L'éthanol cellulosique a un grand avantage sur l'éthanol produit à partir du maïs aux États-Unis, ou de la canne à sucre au Brésil. Il n'est pratiquement pas limité par la superficie des terres agricoles, et n'entre pas en concurrence avec le secteur alimentaire.

«Même si toute la production de maïs aux États-Unis était dirigée vers les usines d'éthanol, on ne parviendrait à remplacer que 10 % de l'essence consommée au pays», explique Charles Wyman, un ingénieur chimique de l'Université de Californie à Riverside qui a publié une étude sur le sujet dans la prestigieuse revue Nature, en décembre dernier. «Pour ce qui est de la canne à sucre, il y a un peu plus de place à la croissance. Mais un jour, même le Brésil va manquer de terres agricoles.»

En comparaison, l'éthanol cellulosique peut être produit à partir de résidus agricoles, et surtout d'herbes nécessitant des terres de beaucoup moins bonne qualité que le maïs ou la canne à sucre. «Si on voulait remplacer toute l'essence par de l'éthanol cellulosique, il faudrait environ 65 millions d'hectares, dit M. Wyman. C'est faisable : l'agriculture occupe actuellement 185 millions d'hectares aux États-Unis, dont 10 à 15 % pour le maïs, et la superficie totale du pays est de 1,3 milliard d'hectares.»

La technologie est prête, selon M. Wyman. «Le coût de production a baissé de 75 % depuis 20 ans. Et l'exemple du Brésil montre qu'il chuterait rapidement grâce au savoir-faire qu'acquerraient les usines. Il y a eu des améliorations au chapitre des enzymes, de la préparation et de la fermentation. Par exemple, au départ, il n'était pas possible de traiter tous les cinq principaux sucres présents dans la matière brute. Maintenant, c'est possible.»

Chez Iogen, on reste discret sur les coûts de production. «Ils sont encore assez élevés parce qu'il s'agit d'une usine expérimentale, explique la porte-parole, Mandy Chepeka. Nous préférons ne pas les dévoiler parce qu'ils n'ont rien à voir avec le vrai coût de production à l'échelle opérationnelle.»

Iogen, qui a nécessité des investissements de plus de 100 millions, notamment grâce à des subventions gouvernementales canadiennes et américaines, et à des investissements de Shell et Petro-Canada, envisage d'implanter des usines au Canada, aux États-Unis ou en Allemagne.

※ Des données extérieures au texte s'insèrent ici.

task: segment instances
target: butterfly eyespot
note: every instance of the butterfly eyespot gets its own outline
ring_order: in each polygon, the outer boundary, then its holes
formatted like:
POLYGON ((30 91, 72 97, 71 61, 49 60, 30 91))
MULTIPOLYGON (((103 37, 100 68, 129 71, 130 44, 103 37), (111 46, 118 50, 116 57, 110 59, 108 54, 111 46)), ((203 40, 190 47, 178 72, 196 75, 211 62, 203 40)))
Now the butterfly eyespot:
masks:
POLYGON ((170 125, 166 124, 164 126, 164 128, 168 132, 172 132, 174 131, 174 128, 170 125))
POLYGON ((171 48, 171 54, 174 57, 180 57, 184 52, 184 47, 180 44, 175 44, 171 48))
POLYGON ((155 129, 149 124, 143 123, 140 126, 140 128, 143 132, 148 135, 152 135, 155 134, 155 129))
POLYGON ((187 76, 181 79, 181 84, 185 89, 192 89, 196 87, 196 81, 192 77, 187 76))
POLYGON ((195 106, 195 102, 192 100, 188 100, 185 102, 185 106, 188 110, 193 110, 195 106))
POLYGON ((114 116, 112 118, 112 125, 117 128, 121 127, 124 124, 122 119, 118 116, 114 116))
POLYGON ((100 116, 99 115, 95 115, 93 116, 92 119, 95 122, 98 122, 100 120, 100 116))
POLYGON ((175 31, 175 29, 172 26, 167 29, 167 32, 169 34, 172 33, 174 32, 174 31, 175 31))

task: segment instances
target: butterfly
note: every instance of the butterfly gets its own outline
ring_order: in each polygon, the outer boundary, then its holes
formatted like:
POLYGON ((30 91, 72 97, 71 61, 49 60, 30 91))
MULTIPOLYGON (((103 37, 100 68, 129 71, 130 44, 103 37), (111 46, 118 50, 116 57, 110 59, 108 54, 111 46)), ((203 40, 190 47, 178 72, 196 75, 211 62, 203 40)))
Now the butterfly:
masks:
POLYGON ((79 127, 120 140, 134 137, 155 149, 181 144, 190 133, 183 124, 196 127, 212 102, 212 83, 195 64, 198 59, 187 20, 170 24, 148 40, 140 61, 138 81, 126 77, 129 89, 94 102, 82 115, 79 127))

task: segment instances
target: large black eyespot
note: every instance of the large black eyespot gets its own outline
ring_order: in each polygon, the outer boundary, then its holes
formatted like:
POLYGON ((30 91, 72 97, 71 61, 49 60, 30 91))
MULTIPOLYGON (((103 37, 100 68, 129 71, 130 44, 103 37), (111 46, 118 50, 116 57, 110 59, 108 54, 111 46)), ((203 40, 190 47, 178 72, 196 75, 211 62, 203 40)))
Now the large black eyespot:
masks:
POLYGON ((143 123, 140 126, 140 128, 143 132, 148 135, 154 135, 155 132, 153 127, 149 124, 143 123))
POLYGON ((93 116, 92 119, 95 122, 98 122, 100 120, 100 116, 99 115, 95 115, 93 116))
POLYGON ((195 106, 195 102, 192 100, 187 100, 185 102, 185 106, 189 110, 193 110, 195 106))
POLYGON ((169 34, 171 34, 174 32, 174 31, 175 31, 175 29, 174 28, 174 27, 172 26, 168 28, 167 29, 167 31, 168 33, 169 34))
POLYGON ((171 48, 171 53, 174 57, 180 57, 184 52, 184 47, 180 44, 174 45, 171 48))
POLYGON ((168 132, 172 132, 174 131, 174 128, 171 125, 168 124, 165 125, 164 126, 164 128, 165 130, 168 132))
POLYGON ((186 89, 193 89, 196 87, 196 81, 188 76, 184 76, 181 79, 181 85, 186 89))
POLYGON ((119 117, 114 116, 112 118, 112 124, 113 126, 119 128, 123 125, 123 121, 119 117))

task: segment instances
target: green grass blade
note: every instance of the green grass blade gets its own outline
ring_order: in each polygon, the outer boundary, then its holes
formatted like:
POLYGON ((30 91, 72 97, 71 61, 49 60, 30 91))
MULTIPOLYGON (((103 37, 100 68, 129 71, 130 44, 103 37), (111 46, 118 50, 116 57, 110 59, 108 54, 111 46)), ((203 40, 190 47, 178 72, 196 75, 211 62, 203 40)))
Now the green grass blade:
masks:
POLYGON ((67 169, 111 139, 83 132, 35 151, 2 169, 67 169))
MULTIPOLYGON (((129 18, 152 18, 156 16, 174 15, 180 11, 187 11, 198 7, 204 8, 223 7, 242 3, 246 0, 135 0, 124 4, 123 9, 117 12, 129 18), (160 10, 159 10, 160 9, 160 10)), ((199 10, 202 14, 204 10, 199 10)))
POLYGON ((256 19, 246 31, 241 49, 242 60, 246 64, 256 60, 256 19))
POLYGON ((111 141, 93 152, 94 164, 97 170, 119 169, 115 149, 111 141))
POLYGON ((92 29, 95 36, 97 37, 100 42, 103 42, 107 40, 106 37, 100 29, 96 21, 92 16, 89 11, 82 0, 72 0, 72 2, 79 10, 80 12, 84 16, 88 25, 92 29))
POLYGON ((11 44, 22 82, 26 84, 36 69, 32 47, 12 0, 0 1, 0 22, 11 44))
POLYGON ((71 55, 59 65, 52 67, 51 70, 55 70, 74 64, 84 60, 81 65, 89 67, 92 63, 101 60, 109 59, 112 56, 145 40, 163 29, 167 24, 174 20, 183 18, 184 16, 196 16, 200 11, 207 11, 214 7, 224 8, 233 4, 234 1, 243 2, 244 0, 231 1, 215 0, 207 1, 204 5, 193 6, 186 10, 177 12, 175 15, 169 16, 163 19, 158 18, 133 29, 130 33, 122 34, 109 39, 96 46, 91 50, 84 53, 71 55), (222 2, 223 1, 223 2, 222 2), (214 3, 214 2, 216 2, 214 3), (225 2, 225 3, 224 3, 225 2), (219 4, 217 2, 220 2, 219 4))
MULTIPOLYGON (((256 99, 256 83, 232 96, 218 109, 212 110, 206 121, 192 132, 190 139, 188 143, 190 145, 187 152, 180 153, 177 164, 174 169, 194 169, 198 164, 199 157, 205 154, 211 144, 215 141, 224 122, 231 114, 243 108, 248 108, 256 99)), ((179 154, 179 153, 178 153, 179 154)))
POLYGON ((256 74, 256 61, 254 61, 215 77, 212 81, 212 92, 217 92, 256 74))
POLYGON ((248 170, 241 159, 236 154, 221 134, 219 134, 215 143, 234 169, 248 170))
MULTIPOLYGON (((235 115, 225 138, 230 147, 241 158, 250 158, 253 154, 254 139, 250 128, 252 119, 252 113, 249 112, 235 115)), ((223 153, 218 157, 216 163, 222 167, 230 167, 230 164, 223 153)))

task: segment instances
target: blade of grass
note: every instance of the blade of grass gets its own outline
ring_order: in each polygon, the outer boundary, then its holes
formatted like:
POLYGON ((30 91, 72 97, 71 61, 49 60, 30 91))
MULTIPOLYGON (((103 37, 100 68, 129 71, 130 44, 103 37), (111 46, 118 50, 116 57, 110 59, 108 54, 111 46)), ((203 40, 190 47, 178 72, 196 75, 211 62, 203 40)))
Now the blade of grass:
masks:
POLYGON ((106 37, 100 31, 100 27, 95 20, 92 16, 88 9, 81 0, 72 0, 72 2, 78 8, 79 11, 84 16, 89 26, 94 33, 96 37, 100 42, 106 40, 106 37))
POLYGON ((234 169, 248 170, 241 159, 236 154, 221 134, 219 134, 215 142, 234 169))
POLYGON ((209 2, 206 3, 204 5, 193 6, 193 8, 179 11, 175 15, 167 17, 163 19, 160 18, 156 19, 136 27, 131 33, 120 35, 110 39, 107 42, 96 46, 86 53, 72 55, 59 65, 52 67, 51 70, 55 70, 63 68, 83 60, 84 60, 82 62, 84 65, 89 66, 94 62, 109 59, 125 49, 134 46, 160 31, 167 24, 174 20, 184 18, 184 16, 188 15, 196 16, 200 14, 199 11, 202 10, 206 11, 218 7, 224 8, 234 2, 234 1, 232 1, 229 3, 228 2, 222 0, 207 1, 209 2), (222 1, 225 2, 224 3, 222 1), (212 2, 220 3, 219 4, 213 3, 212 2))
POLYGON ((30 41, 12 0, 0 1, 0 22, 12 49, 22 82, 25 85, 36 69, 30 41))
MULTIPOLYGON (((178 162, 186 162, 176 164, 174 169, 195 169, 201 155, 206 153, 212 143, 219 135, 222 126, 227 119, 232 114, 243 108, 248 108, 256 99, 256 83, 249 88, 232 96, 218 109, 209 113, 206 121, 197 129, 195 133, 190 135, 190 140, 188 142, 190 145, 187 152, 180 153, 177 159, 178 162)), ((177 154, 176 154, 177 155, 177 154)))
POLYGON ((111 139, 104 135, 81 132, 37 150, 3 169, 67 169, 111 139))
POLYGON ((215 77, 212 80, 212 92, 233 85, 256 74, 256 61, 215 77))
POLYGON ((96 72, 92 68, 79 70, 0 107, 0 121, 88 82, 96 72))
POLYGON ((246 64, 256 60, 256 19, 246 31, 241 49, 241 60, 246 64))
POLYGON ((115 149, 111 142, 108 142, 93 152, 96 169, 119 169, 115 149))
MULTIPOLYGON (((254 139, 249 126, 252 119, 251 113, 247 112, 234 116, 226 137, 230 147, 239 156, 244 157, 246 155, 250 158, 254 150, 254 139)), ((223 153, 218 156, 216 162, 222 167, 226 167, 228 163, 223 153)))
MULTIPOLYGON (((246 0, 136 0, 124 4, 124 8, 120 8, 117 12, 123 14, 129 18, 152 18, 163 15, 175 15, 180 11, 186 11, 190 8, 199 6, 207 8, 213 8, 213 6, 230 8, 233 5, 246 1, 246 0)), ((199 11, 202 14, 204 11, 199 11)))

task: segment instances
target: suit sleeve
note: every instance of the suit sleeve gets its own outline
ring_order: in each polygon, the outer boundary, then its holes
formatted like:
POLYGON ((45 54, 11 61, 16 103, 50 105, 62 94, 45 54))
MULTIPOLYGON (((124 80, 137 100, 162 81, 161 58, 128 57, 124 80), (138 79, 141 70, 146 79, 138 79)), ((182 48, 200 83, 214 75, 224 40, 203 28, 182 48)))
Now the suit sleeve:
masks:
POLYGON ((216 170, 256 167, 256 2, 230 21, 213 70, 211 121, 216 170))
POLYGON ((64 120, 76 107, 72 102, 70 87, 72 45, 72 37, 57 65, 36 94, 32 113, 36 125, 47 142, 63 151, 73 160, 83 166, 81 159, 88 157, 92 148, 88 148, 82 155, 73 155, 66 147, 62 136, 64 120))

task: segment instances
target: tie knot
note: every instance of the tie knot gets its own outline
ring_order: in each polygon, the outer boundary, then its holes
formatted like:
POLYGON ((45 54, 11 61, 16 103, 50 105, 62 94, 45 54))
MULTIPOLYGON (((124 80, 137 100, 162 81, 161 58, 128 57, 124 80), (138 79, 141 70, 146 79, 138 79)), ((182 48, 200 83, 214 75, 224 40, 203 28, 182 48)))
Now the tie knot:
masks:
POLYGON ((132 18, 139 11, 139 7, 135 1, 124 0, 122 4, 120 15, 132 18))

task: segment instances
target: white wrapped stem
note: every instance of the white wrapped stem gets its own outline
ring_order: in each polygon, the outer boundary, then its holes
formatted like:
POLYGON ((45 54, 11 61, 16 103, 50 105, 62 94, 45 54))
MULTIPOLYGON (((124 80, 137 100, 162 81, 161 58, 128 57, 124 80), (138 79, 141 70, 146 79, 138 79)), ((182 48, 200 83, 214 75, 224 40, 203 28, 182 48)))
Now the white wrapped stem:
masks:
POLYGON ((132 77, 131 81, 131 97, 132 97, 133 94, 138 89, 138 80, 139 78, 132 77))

Au-delà des coûts de production, le principal problème de l'éthanol cellulosique est que personne ne veut faire le premier pas, selon M. Wyman. «Il faut investir 100 millions US pour mettre sur pied une usine qui produit 110 millions de litres par année. Or, il faudra de 20 à 30 ans pour rentabiliser un tel investissement. Comme on ne sait pas si les subventions à l'éthanol dureront aussi longtemps, le montage financier est difficile. Pour le moment, les capitaux disponibles vont vers l'éthanol-maïs, qui a moins d'avenir mais constitue une valeur sûre.» Il faudrait entre 1000 et 1300 usines d'éthanol cellulosique similaires pour remplacer l'essence consommée aux États-Unis, selon l'ingénieur.

L'éthanol cellulosique est aussi beaucoup plus vert que l'éthanol de maïs, qui ne permet d'abaisser les émissions de gaz à effet de serre que de 20 %, parce qu'il faut beaucoup d'énergie pour cultiver et traiter le maïs. L'éthanol cellulosique, lui, émet 90 % moins de GES, selon M. Wyman.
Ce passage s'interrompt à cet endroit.